Auf ihr posting von gestern Abend wollte ich nicht eingehen. Aber das passt hier noch ganz gut rein:

,,Und wenn Sie schon beim Jammern über die augenblickliche wirtschaftliche Situation sind, treten Sie in dieser Disziplin niemals mit einem Unternehmer, und schon gar nicht mit einem Wiener Unternehmer in Wettbewerb. Niemand jammert besser, wenn’s darauf ankommt.,,

Der eine nennt es Jammern, der andere macht sich über das ein oder andere so seine Gedanken!
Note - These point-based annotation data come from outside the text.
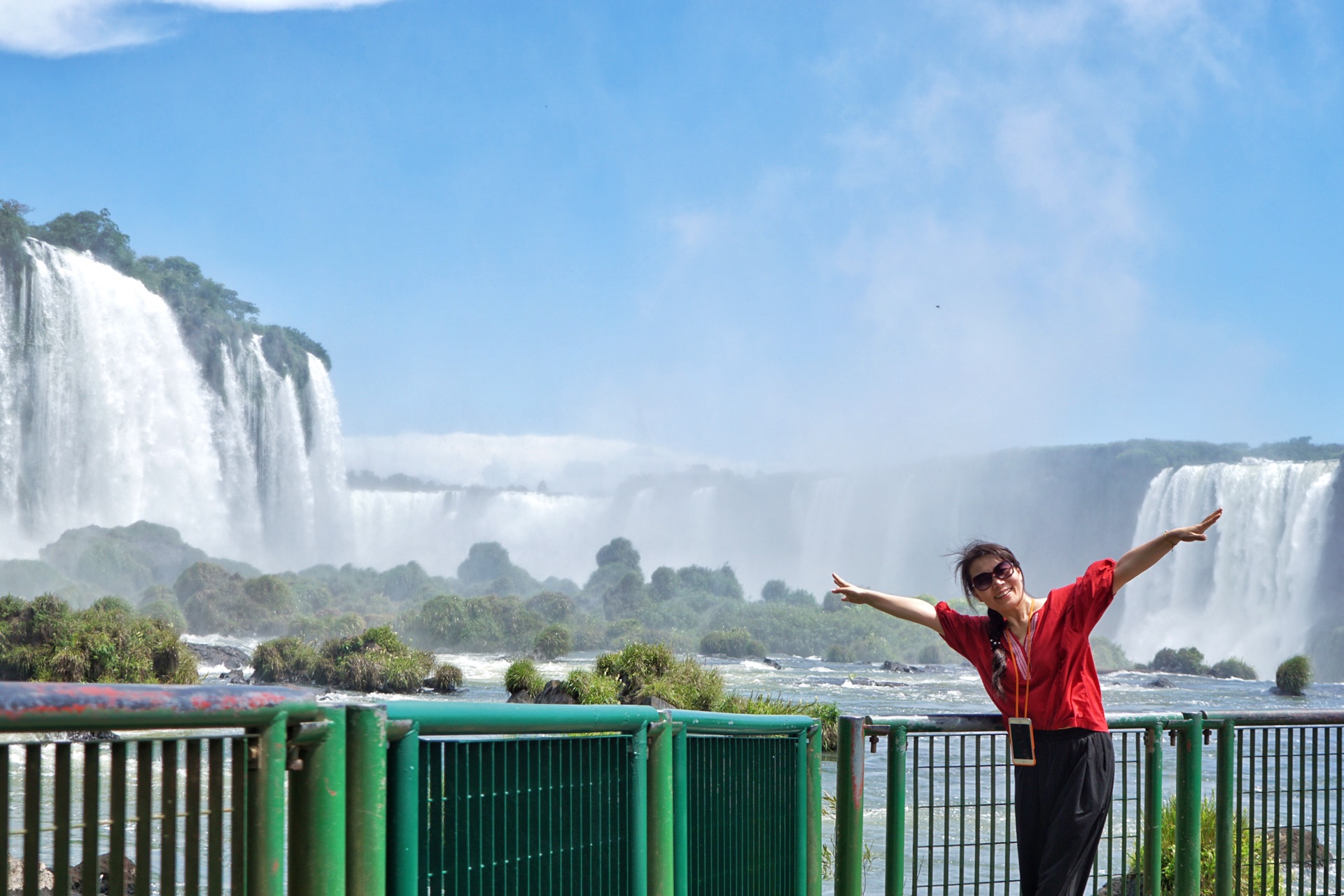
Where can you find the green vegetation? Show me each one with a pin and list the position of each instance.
(1187, 662)
(43, 640)
(554, 641)
(209, 314)
(1252, 849)
(1294, 676)
(1233, 668)
(590, 688)
(1190, 662)
(523, 675)
(644, 672)
(1109, 656)
(374, 662)
(734, 643)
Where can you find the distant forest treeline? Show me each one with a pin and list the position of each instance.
(491, 605)
(209, 314)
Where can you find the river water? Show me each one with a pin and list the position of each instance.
(930, 690)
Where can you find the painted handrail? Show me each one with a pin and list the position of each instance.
(732, 723)
(438, 718)
(1190, 731)
(42, 706)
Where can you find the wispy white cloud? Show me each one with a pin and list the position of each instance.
(73, 27)
(981, 229)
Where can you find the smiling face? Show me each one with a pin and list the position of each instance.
(1003, 594)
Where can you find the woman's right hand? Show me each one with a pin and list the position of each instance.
(848, 593)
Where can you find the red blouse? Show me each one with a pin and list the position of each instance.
(1065, 692)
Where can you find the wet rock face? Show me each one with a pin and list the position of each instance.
(46, 881)
(104, 888)
(217, 654)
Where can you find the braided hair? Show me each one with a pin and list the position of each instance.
(996, 624)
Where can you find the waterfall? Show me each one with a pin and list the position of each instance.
(105, 418)
(1250, 590)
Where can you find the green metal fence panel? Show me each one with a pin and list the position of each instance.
(125, 809)
(745, 827)
(528, 816)
(1287, 825)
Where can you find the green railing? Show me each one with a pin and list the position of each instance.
(1276, 804)
(191, 796)
(498, 798)
(252, 792)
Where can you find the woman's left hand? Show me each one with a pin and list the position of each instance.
(1195, 532)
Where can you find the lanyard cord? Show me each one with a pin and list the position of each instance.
(1016, 678)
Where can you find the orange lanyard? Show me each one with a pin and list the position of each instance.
(1016, 675)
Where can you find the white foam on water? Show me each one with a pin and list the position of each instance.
(1249, 590)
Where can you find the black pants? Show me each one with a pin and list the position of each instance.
(1060, 808)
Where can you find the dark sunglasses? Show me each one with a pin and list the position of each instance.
(986, 580)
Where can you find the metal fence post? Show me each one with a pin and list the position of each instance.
(815, 812)
(662, 812)
(640, 813)
(1225, 797)
(848, 860)
(318, 811)
(1190, 767)
(405, 801)
(800, 879)
(267, 811)
(1152, 869)
(895, 811)
(366, 789)
(680, 811)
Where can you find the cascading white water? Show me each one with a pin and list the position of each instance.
(1249, 590)
(105, 419)
(104, 416)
Ihre Worte, die Sie mir zukommen ließen, hörten sich für mich wirklich sehr Überheblich an!! Wenn Sie es nicht wünschen sollten, das es auch andere Meinungen gibt, als diese, die Sie sich wünschen, so lassen Sie es mich bitte wissen. Dann kann ich mir jegliche Kommentare in Zukunft sparen. Dann kann ich meine Zeit sinnvoller nutzen, als ich es bisher getan habe.

So, das musste raus!!

Alles Gute zu Ihnen nach Wien. Herzlichst RolandT

Verfasst: 21.10.2004, 09:05
von Harald Langer
Guten Morgen,

gut gekontert Roland.

Wahrscheinlich lässt die schriftliche Form einer solchen Diskussion zu viele Zwischentöne ungehört.